Uma pessoa que tem o dom de compor ou cantar, ou que é um bom ator, não tem, necessariamente, um entendimento melhor do mundo do que as pessoas que não têm essas habilidades. A capacidade de produzir coreografias, projetar prédios, esculpir ou pintar não precisa vir acompanhada de erudição, de conhecimento de história, política e filosofia, e muito menos de uma formação moral completa. É claro que, às vezes, é inevitável que as escolhas existenciais do artista se manifestem em seu trabalho.
Já encontrei grandes insights e boas ideias em livros de autores cujo histórico político e pessoal era ruim. Algumas das minhas músicas favoritas foram compostas, ou são cantadas, por artistas com posicionamento político oposto ao meu. As músicas continuam sendo ótimas
Um dos mais celebrados arquitetos do Brasil se declarava, até o fim da sua vida, stalinista. Para quem não está associando a palavra ao criminoso, Stálin foi um dos maiores assassinos da história, responsável pela morte cruel e deliberada de dezenas de milhões de pessoas. Muito antes de conhecer suas preferências políticas eu já estranhava a obra do arquiteto: uma coleção de vastas extensões de concreto áridas e inóspitas, sempre construídas em uma escala monumental que reduzia o ser humano à insignificância. Mais tarde, refletindo sobre isso, me dei conta de que se tratava de uma arquitetura verdadeiramente stalinista. A obra representou fielmente as convicções do projetista.

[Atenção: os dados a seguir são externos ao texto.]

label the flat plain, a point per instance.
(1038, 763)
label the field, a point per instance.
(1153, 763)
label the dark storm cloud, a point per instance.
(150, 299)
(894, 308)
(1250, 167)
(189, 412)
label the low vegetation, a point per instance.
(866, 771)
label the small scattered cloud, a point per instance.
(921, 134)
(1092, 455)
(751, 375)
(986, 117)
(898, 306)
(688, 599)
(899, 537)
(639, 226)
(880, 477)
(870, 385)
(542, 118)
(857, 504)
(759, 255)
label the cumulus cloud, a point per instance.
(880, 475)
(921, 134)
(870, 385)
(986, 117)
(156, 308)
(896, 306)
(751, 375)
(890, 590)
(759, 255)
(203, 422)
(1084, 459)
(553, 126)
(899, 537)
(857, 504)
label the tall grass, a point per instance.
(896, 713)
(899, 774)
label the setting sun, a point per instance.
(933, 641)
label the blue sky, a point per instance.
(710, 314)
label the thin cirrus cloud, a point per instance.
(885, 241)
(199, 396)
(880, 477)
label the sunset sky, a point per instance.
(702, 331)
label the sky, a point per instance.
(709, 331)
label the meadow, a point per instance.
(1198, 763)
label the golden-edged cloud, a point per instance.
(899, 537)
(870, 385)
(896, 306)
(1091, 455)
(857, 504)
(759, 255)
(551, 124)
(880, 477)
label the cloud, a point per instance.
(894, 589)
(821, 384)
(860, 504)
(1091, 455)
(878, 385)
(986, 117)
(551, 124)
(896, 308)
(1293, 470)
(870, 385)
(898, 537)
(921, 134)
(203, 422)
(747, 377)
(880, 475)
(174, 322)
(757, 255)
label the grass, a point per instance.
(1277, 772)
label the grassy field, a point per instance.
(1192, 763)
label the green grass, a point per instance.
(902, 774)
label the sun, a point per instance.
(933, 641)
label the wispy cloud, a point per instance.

Se passarmos a exigir de nossos artistas que sejam exemplos de compreensão do mundo, de comportamento moral e de correção política corremos o sério risco de ficar sem arte. Em minha opinião (e sei que estou abrindo um debate inesgotável), as duas artes mais necessárias são a música e a literatura. As duas estão recheadas de exemplos de grandes artistas cuja vida pessoal e escolhas políticas foram inteiramente reprováveis.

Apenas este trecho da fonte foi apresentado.